Sedangkan Montesquieu merupakan tokoh awal yang menerapkan hukum-hukum
kausa di dalam karyanya yang berjudul De I’esprit des lois. Melalui karyanya
tersebut, ia menolak asumsi bahwa ketentuan yang buta telah menghasilkan seluruh
fenomena yang ada di alam. Ia berpendapat bahwa perilaku manusia selalu mengikuti
hukum-hukum tertentu.
Ibnu Khaldun berpendapat bahwa antar satu peristiwa dengan peristiwa lainnya
dijalin oleh adanya hubungan sebab-akibat. Hukum kausalitas tidak hanya berlaku
pada ilmu-ilmu kealaman, melainkan juga pada manusia. Fenomena yang terjadi pada
manusia membuktikan bahwa manusia tunduk kepada hukum-hukum yang tetap.
Namun ada beberapa hal yang menurut Ibnu Khaldun tidak berlaku hukum kausalitas,
yakni pada fenomena mukjizat para nabi dan karomah para wali serta ilmu-ilmu sihir.
2. . Peniruan (pengulangan)
Hukum peniruan didasarkan pada kesamaan yang terkadang terjadi antar satu
masyarakat dengan masyarakat yang lain. Hukum ini menurut Ibnu Khaldun sangat
erat kaitannya dengan penaklukan-penaklukan yang terjadi di dunia Islam. Ia
berpendapat bahwa, “pihak yang ditaklukkan pasti akan meniru pihak yang
menaklukkan”.
Ada beberapa faktor yang menyebabkan terjadinya peniruan tersebut, di antaranya
adalah: Pertama, masyarakat senantiasa meniru pada pemegang kekuasaan. Kedua,
para pemegang kekuasaan yang baru, selalu meniru para pemegang kekuasaan
sebelumnya. Ketiga, pemegang kekuasaan yang kalah meniru pada pemegang
kekuasaan yang baru. Hukum peniruan ini merupakan sebuah hukum yang umum.

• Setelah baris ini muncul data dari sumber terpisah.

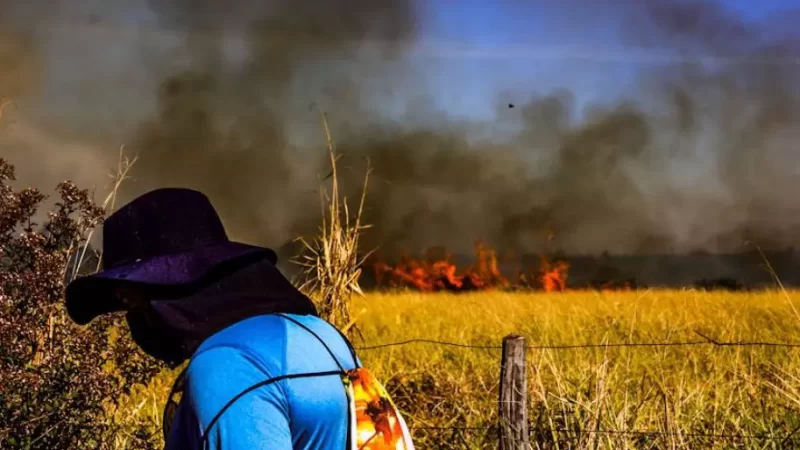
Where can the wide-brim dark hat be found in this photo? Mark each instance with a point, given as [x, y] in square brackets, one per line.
[166, 237]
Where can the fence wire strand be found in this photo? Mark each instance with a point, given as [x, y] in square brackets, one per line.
[538, 432]
[706, 341]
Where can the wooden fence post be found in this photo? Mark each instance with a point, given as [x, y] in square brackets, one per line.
[513, 395]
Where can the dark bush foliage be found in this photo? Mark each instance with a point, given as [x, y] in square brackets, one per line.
[58, 381]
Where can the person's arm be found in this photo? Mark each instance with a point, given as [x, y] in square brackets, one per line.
[258, 420]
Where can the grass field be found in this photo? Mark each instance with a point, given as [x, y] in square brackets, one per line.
[612, 397]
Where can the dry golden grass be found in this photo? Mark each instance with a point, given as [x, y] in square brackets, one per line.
[678, 391]
[331, 265]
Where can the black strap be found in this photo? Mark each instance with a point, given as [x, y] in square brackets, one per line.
[258, 385]
[171, 408]
[179, 383]
[330, 352]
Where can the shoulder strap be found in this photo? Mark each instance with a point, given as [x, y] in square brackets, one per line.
[178, 386]
[259, 385]
[330, 352]
[171, 408]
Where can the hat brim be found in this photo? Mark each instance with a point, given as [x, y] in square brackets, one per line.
[92, 296]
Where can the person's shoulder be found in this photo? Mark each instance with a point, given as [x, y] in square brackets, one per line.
[219, 375]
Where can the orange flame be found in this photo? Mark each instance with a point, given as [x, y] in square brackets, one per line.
[438, 274]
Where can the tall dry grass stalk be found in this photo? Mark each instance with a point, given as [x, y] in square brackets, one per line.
[124, 165]
[330, 263]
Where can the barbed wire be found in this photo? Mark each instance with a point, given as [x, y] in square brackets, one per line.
[706, 341]
[660, 433]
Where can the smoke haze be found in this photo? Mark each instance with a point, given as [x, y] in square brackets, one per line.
[700, 155]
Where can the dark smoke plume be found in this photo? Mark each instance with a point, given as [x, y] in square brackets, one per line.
[700, 155]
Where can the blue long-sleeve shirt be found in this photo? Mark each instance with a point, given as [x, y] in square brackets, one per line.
[292, 414]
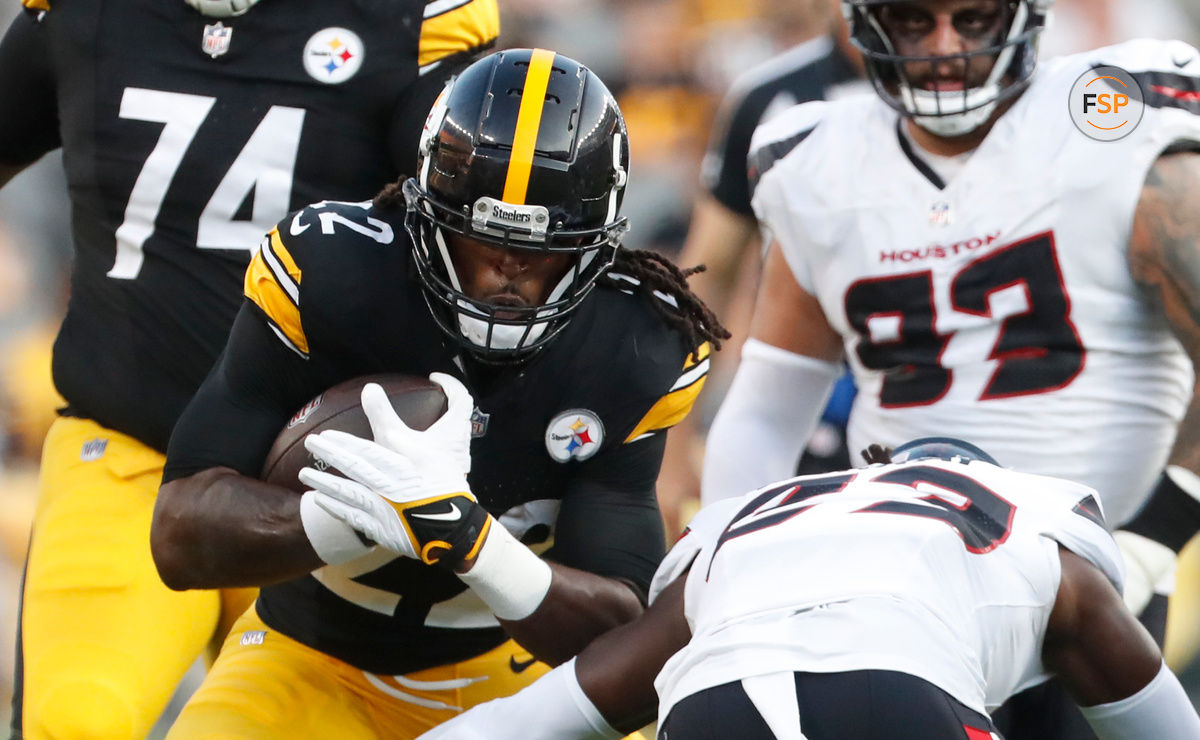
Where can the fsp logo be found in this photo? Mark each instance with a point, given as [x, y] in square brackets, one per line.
[1107, 103]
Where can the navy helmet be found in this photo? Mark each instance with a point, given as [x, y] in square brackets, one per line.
[942, 447]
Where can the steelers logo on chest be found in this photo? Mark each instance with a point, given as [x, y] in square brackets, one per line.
[574, 434]
[333, 55]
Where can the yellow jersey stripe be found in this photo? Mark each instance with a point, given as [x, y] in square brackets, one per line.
[701, 353]
[669, 410]
[455, 26]
[263, 286]
[525, 140]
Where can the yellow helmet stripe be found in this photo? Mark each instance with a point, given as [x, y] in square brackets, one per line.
[525, 140]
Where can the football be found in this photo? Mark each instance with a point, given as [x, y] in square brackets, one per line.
[418, 401]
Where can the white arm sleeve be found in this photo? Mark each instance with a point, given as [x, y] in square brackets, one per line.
[1161, 710]
[768, 414]
[552, 708]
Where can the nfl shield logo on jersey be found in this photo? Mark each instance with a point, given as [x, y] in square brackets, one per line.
[216, 40]
[479, 423]
[940, 214]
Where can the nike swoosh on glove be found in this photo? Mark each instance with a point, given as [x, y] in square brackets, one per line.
[433, 518]
[407, 489]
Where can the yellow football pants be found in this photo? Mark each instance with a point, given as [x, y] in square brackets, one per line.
[103, 641]
[268, 686]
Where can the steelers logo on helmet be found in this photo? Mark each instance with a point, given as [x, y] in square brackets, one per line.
[333, 55]
[574, 434]
[999, 65]
[525, 150]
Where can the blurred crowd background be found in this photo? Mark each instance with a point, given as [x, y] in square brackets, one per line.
[669, 61]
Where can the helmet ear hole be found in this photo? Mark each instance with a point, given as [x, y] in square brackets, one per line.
[525, 150]
[941, 447]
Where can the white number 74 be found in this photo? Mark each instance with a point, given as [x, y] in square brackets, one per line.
[265, 163]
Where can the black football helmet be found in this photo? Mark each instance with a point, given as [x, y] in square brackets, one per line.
[1012, 54]
[942, 447]
[526, 149]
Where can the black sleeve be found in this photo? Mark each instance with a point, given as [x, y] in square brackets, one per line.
[243, 404]
[610, 522]
[414, 107]
[29, 119]
[1170, 516]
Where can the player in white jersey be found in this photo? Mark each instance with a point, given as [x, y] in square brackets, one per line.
[988, 270]
[904, 600]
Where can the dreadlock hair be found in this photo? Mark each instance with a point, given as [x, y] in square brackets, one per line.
[657, 274]
[653, 272]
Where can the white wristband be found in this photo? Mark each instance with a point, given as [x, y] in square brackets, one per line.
[1161, 710]
[334, 540]
[510, 579]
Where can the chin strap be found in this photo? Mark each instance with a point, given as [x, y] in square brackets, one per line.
[221, 8]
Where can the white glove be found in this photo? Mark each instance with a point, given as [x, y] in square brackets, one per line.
[449, 435]
[1147, 563]
[407, 491]
[221, 8]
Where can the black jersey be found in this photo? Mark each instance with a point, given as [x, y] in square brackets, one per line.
[811, 71]
[185, 139]
[565, 445]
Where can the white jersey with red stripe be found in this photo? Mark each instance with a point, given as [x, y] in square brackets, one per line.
[942, 570]
[999, 307]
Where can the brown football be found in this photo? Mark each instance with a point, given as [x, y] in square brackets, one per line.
[418, 401]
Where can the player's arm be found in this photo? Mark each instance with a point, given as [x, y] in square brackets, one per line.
[1164, 259]
[407, 491]
[215, 524]
[610, 685]
[29, 126]
[1109, 662]
[787, 371]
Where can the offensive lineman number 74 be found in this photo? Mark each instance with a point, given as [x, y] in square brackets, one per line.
[264, 164]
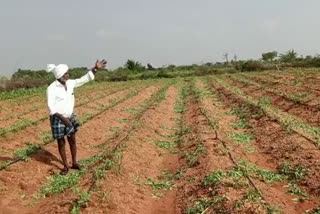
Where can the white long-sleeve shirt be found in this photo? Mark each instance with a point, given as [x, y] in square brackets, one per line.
[61, 100]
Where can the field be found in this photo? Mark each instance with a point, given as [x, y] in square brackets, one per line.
[231, 143]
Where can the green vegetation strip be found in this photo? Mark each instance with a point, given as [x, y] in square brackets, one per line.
[47, 137]
[242, 169]
[299, 98]
[288, 120]
[155, 99]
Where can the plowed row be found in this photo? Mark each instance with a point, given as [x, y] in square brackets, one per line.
[196, 145]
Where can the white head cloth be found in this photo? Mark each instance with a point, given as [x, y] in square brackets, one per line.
[58, 70]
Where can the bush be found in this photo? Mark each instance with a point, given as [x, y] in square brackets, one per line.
[250, 65]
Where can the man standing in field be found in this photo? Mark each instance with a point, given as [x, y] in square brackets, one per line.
[60, 98]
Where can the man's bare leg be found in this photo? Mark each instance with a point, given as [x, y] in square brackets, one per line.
[73, 149]
[62, 152]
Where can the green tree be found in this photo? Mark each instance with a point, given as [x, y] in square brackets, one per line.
[289, 56]
[134, 65]
[269, 56]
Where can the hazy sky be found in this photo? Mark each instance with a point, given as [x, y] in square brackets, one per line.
[37, 32]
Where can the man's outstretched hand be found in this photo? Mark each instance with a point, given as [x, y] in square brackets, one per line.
[100, 64]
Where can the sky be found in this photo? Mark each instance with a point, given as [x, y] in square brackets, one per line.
[35, 33]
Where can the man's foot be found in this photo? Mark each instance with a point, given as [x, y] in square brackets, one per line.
[75, 166]
[64, 171]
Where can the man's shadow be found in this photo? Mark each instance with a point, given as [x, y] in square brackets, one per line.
[47, 157]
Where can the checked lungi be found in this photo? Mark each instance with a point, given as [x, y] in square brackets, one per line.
[59, 130]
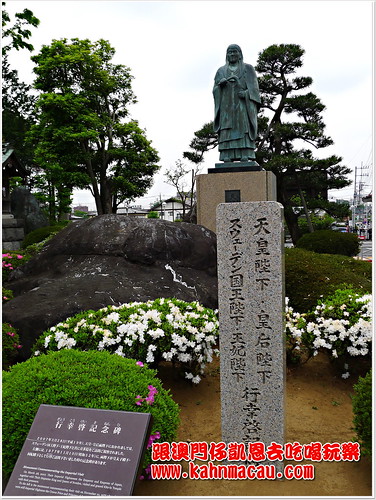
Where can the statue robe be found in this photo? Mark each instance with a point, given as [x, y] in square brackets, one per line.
[235, 117]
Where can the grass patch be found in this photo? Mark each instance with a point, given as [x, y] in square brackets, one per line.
[310, 276]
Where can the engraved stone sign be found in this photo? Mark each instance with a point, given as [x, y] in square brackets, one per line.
[72, 451]
[232, 195]
[251, 305]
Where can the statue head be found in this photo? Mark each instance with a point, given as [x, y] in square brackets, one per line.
[234, 47]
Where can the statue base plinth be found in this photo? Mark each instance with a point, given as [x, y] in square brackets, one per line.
[235, 166]
[232, 184]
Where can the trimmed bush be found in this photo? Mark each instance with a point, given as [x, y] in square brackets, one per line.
[362, 408]
[311, 276]
[332, 242]
[83, 379]
[10, 345]
[163, 329]
[41, 234]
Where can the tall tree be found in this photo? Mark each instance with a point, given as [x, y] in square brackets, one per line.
[291, 118]
[176, 177]
[82, 137]
[290, 125]
[17, 99]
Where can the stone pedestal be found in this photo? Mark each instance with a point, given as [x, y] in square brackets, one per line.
[231, 186]
[251, 311]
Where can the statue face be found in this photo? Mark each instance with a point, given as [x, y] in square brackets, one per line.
[233, 55]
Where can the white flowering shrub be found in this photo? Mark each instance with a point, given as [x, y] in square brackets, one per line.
[163, 329]
[341, 325]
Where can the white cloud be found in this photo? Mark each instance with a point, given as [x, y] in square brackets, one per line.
[175, 47]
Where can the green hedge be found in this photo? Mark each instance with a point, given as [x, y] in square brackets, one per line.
[332, 242]
[84, 379]
[362, 408]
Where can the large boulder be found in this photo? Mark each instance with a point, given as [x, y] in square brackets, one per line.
[110, 259]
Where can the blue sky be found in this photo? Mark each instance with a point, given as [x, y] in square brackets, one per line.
[174, 48]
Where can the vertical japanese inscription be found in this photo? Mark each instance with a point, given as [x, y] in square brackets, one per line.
[251, 301]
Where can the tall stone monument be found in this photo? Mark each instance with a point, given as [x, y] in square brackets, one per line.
[237, 177]
[250, 246]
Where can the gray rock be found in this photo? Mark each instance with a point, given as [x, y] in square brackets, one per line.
[111, 259]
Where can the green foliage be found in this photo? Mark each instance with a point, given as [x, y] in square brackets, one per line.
[331, 242]
[163, 329]
[153, 214]
[17, 100]
[10, 345]
[310, 276]
[83, 379]
[7, 295]
[362, 409]
[318, 223]
[289, 124]
[11, 260]
[41, 234]
[82, 139]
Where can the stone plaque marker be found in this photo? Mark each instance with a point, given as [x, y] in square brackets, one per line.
[73, 451]
[251, 310]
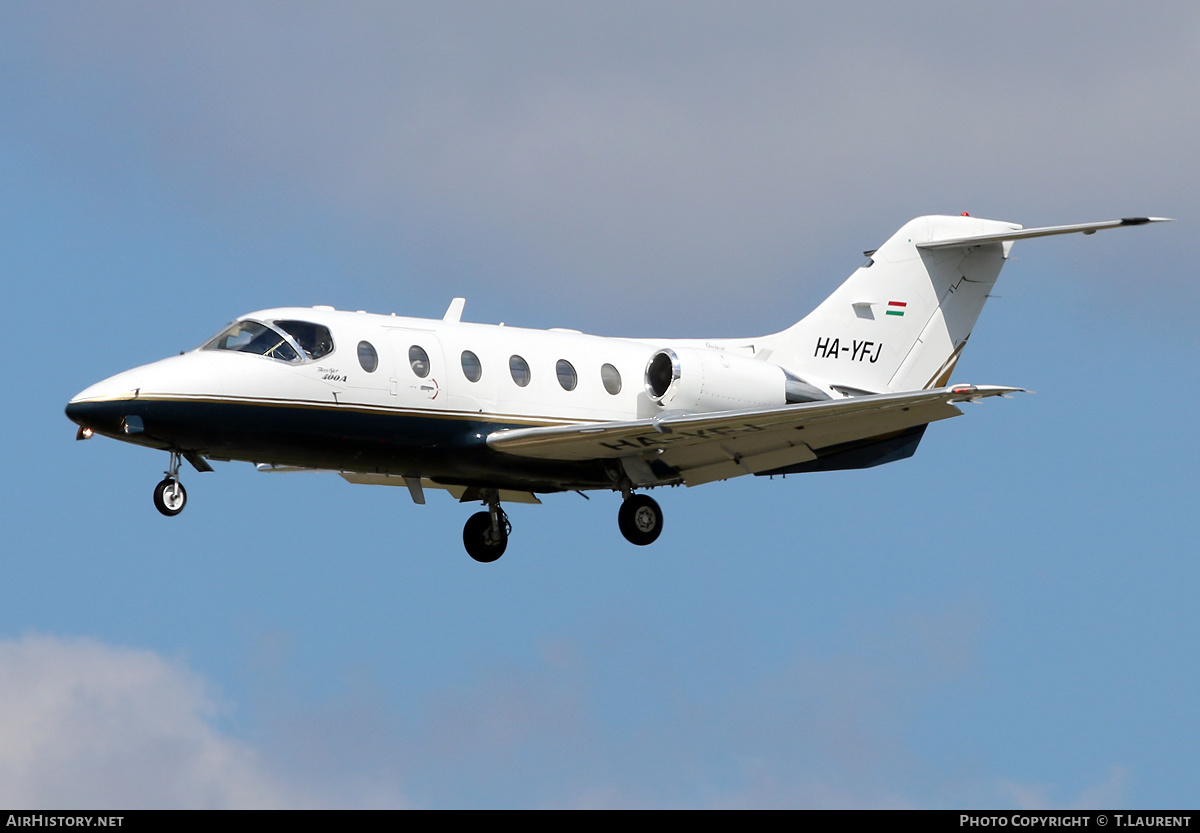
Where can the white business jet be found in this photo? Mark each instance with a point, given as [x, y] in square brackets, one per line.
[493, 413]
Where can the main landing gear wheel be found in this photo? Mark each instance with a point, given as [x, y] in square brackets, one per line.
[169, 497]
[640, 520]
[485, 540]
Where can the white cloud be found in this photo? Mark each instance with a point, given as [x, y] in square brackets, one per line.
[84, 724]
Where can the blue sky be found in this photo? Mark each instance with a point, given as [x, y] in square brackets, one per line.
[1006, 619]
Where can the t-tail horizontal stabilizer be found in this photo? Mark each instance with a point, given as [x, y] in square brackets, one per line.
[1019, 233]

Selain itu, hukum ini juga nantinya akan menunjukkan adanya perkembangan-
perkembangan, dikarenakan pada dasarnya pihak-pihak yang meniru akan lebih
melengkapi kekurangan-kekurangan dari hal-hal yang ditirunya.
3. Perbedaan
Hukum perbedaan menurut Ibnu Khaldun juga merupakan dasar dalam
determinisme. Meskipun pada satu sisi masyarakat memiliki beberapa kesamaan,
namun tidak secara mutlak dan keseluruhan antar masyarakat itu sama persis,
melainkan pasti terdapat perbedaan-perbedaan. Perbedaan-perbedaan tersebut
merupakan salah satu hal yang harus diketahui oleh para sejarawan. Banyak hal yang
menyebabkan terjadinya perbedaan-perbedaan di masyarakat, di antaranya adalah
factor politik, ekonomi, geografi, dan lain-lain.